POST
/
v1
/
voice
/
dub
curl --request POST \
  --url https://geoff.ai/api/v1/voice/dub \
  --header 'Authorization: Bearer <token>' \
  --header 'Content-Type: application/json' \
  --data '{
    "audio_url": "https://files.geoff.ai/audio/english_clip.mp3",
    "target_language": "es",
    "voice_id": "brand_voice_v1",
    "format": "mp3"
  }'
{
  "data": {
    "audio_url": "https://files.geoff.ai/output/dubbed_abc123.mp3",
    "audio_b64": "...",
    "format": "mp3",
    "sample_rate": 24000,
    "duration_s": 12.1,
    "source_language": "en",
    "target_language": "es",
    "transcript": "Hello and welcome to the show...",
    "translation": "Hola y bienvenidos al programa..."
  },
  "trace_id": "04ede0ab069fb1ba8be5156a24b1e081"
}
Translate a spoken-audio clip into a target language and re-render it in a chosen voice. Composes speech-to-text, translation, and text-to-speech into a single call so the chat surface and SDK don’t have to thread file ids between three separate requests. Useful for internationalising voiceovers, dubbing video segments, and re-rendering code-switched input in a single canonical language.

Authorization

Authorization
string
required
Bearer token. Bearer API_key.

Request Body

audio_url
string
required
Source audio URL. Any common codec accepted; speech is auto- detected and the rest of the clip is treated as silence.
target_language
string
required
ISO 639-1 target language code (e.g. en, es, fr, de, ja, zh).
voice_id
string
Voice to render the translated text in. When omitted, the engine preserves the source speaker’s timbre via cross-lingual cloning (the same voice now speaking a new language).
format
string
Output audio format. Options: wav, mp3. Default: wav.
curl --request POST \
  --url https://geoff.ai/api/v1/voice/dub \
  --header 'Authorization: Bearer <token>' \
  --header 'Content-Type: application/json' \
  --data '{
    "audio_url": "https://files.geoff.ai/audio/english_clip.mp3",
    "target_language": "es",
    "voice_id": "brand_voice_v1",
    "format": "mp3"
  }'
{
  "data": {
    "audio_url": "https://files.geoff.ai/output/dubbed_abc123.mp3",
    "audio_b64": "...",
    "format": "mp3",
    "sample_rate": 24000,
    "duration_s": 12.1,
    "source_language": "en",
    "target_language": "es",
    "transcript": "Hello and welcome to the show...",
    "translation": "Hola y bienvenidos al programa..."
  },
  "trace_id": "04ede0ab069fb1ba8be5156a24b1e081"
}

Notes

  • Cross-lingual cloning (omitting voice_id) keeps the source speaker’s timbre and prosody while speaking the new language.
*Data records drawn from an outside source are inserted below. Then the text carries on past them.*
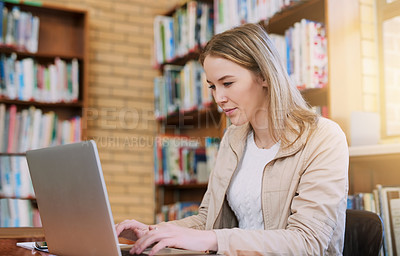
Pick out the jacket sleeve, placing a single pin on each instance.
(199, 221)
(317, 209)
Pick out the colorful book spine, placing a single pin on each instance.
(31, 129)
(28, 80)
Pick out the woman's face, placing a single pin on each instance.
(241, 95)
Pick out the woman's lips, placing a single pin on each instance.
(229, 111)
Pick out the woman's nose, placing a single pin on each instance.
(219, 96)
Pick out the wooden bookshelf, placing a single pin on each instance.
(63, 34)
(342, 93)
(374, 164)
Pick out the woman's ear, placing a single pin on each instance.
(264, 83)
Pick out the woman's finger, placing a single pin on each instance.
(159, 246)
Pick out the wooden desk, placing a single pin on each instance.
(10, 236)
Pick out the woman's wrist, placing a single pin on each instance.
(211, 241)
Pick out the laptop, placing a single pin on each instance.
(73, 201)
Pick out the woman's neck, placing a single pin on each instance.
(263, 138)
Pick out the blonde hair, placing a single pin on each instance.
(250, 47)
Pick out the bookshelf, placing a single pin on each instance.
(340, 95)
(372, 165)
(62, 42)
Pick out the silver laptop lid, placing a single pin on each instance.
(72, 200)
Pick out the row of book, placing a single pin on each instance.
(181, 89)
(18, 29)
(182, 160)
(15, 180)
(177, 211)
(385, 201)
(303, 50)
(18, 213)
(229, 14)
(31, 129)
(28, 80)
(321, 110)
(190, 27)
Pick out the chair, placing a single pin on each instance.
(363, 233)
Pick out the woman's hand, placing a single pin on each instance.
(131, 229)
(170, 235)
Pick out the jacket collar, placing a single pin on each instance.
(238, 136)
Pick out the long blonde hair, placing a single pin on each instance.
(250, 47)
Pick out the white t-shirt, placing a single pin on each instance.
(244, 192)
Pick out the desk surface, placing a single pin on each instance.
(10, 236)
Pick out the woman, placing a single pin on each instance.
(279, 185)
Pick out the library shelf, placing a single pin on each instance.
(183, 186)
(374, 150)
(62, 34)
(78, 104)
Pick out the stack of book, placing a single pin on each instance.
(229, 14)
(385, 201)
(189, 28)
(181, 160)
(18, 29)
(31, 129)
(27, 80)
(181, 89)
(303, 50)
(18, 213)
(177, 211)
(15, 180)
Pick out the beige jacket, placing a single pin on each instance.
(304, 195)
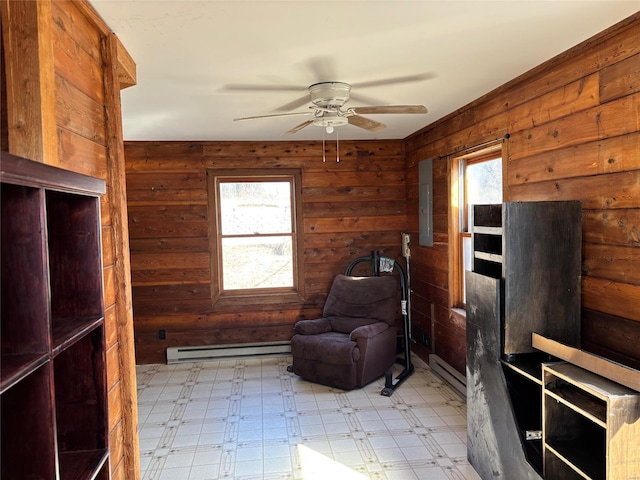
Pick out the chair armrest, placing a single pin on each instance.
(369, 331)
(312, 327)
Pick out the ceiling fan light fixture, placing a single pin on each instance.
(330, 120)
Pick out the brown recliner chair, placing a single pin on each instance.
(355, 340)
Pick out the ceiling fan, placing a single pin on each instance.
(328, 109)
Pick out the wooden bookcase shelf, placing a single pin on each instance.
(591, 425)
(53, 403)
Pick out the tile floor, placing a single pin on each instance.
(252, 419)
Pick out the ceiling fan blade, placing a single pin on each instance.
(295, 103)
(297, 128)
(263, 88)
(366, 123)
(389, 81)
(390, 109)
(271, 115)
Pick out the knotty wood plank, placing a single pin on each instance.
(613, 297)
(74, 64)
(354, 224)
(127, 71)
(610, 155)
(611, 337)
(78, 113)
(619, 117)
(360, 193)
(346, 179)
(169, 245)
(339, 209)
(69, 19)
(122, 268)
(612, 262)
(620, 79)
(74, 150)
(30, 80)
(617, 190)
(579, 95)
(621, 374)
(612, 227)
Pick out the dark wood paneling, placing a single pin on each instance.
(349, 209)
(574, 135)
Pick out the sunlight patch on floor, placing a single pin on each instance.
(318, 466)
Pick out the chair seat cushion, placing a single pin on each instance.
(332, 347)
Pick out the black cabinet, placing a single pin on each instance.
(526, 278)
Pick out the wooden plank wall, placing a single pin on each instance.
(85, 108)
(349, 209)
(574, 125)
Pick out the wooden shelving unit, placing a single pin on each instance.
(53, 403)
(591, 426)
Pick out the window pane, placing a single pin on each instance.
(250, 208)
(483, 184)
(262, 262)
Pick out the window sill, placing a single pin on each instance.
(459, 316)
(267, 299)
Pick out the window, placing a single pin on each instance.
(476, 179)
(255, 233)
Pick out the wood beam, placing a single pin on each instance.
(30, 75)
(117, 192)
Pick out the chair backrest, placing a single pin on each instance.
(363, 297)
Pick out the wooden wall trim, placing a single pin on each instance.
(122, 264)
(126, 67)
(30, 80)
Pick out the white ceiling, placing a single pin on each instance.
(192, 56)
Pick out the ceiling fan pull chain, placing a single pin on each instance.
(324, 154)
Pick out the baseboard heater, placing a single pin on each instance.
(230, 351)
(449, 374)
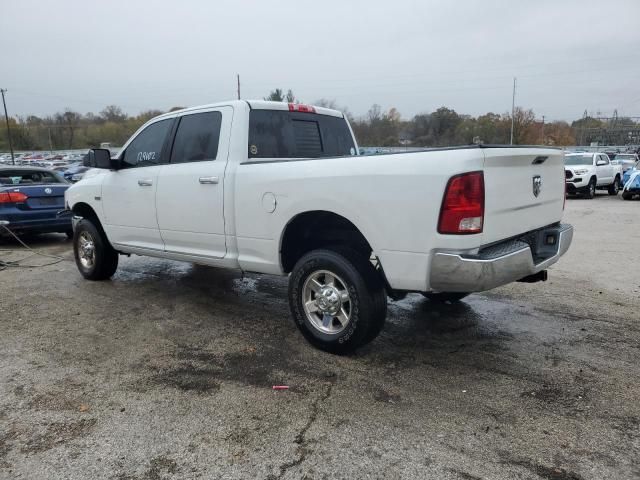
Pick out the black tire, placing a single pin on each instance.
(590, 191)
(443, 297)
(367, 303)
(105, 259)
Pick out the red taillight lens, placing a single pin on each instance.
(462, 210)
(12, 197)
(298, 107)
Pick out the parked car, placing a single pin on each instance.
(631, 182)
(30, 199)
(282, 190)
(626, 160)
(587, 171)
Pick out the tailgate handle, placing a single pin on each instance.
(209, 180)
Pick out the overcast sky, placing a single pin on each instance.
(416, 56)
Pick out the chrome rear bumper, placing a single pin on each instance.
(499, 264)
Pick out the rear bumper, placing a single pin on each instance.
(499, 264)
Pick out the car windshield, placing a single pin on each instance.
(578, 160)
(29, 177)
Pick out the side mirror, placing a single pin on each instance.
(98, 158)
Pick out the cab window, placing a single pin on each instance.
(197, 138)
(146, 149)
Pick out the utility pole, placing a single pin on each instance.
(513, 108)
(6, 119)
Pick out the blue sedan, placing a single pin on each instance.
(631, 182)
(30, 199)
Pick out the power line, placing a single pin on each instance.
(6, 119)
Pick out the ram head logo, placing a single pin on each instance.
(537, 185)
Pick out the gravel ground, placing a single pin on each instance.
(166, 372)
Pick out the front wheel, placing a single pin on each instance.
(337, 299)
(95, 257)
(443, 297)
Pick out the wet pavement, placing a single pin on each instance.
(166, 372)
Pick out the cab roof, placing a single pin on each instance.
(257, 105)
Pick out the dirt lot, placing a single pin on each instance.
(166, 372)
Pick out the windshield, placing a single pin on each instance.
(29, 177)
(578, 160)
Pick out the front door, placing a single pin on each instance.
(129, 194)
(604, 172)
(190, 197)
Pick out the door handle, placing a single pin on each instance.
(209, 180)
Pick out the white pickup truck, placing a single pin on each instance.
(588, 171)
(280, 189)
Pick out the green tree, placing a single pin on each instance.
(276, 95)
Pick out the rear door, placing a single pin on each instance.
(524, 190)
(129, 194)
(190, 196)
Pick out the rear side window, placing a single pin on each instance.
(146, 149)
(197, 138)
(282, 134)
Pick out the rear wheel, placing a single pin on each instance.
(443, 297)
(95, 257)
(337, 299)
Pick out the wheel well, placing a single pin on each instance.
(85, 211)
(319, 229)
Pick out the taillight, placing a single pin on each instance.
(462, 210)
(12, 197)
(298, 107)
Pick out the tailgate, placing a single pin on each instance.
(512, 178)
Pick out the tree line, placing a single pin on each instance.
(378, 127)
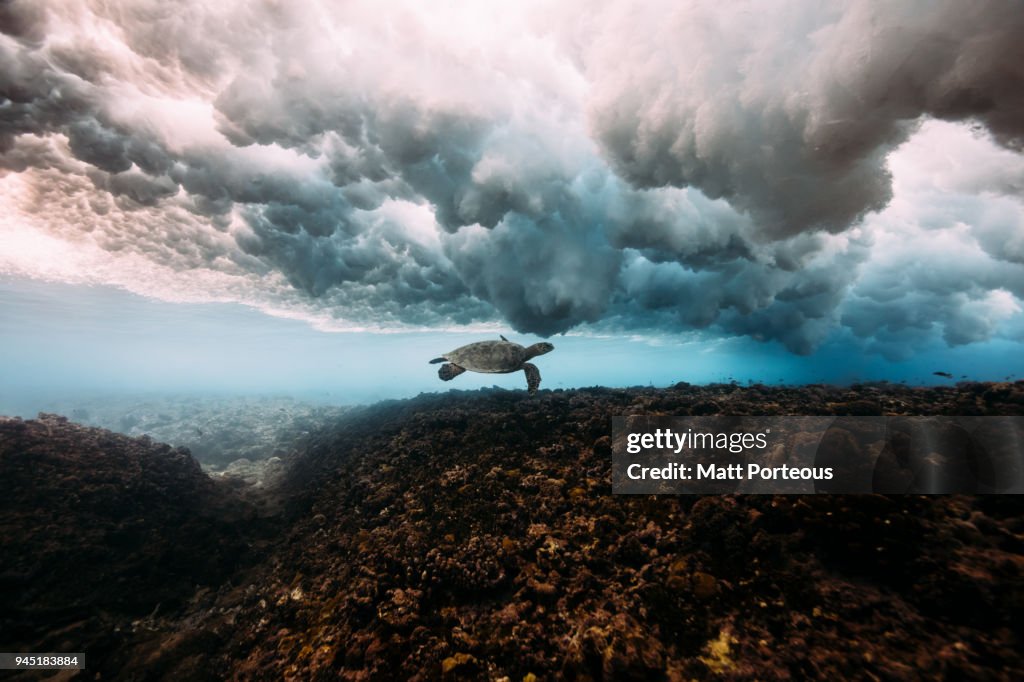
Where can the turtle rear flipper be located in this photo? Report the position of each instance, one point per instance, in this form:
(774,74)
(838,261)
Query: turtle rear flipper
(450,372)
(532,377)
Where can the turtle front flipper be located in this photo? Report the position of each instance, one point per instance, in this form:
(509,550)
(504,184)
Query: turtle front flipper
(532,377)
(450,372)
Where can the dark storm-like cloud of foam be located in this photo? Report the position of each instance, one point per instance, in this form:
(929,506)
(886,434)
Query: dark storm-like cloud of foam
(717,166)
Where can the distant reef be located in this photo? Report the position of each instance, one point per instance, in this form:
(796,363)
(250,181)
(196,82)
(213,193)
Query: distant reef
(473,535)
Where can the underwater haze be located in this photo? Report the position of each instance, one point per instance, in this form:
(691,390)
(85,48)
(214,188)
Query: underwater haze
(317,200)
(67,347)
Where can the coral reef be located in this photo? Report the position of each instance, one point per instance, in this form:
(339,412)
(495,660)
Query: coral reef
(474,536)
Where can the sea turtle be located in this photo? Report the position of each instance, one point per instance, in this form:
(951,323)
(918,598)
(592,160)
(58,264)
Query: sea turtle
(494,357)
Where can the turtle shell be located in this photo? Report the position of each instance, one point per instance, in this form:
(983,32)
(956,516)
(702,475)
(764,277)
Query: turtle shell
(488,356)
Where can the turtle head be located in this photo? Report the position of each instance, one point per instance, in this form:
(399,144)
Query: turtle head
(539,349)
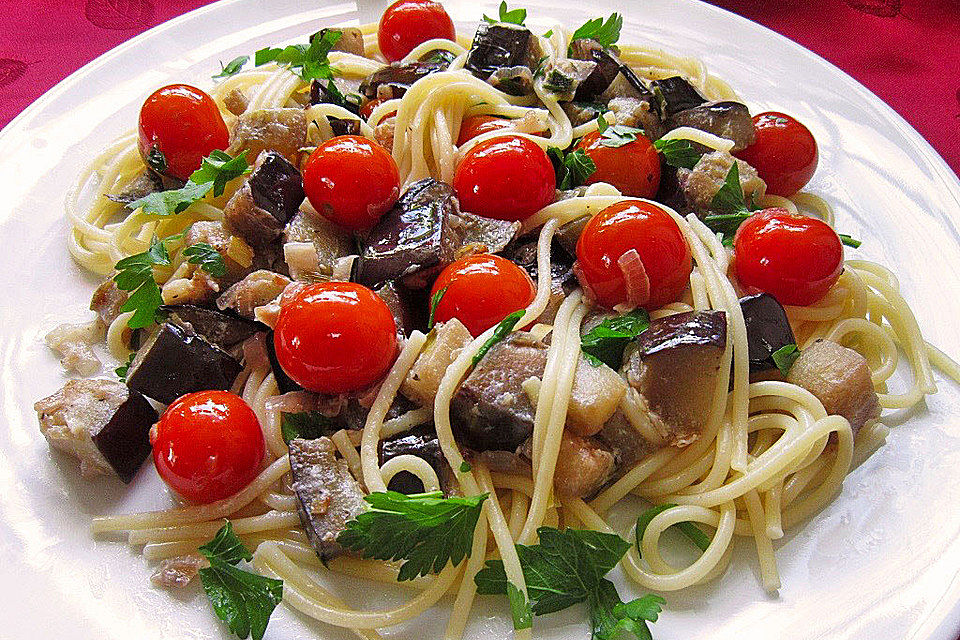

Quality depends on how much of the source speaker is captured in the clip — longer source clips produce more faithful cross-lingual output.
  • Code-switched input (multiple languages in the same clip) is collapsed to target_language in the output. The transcript field shows the detected source-language segments.
  • Step-by-step alternative: when you need control over the intermediate transcript or translation, call transcribe with translate: true, then T2A on the translated text.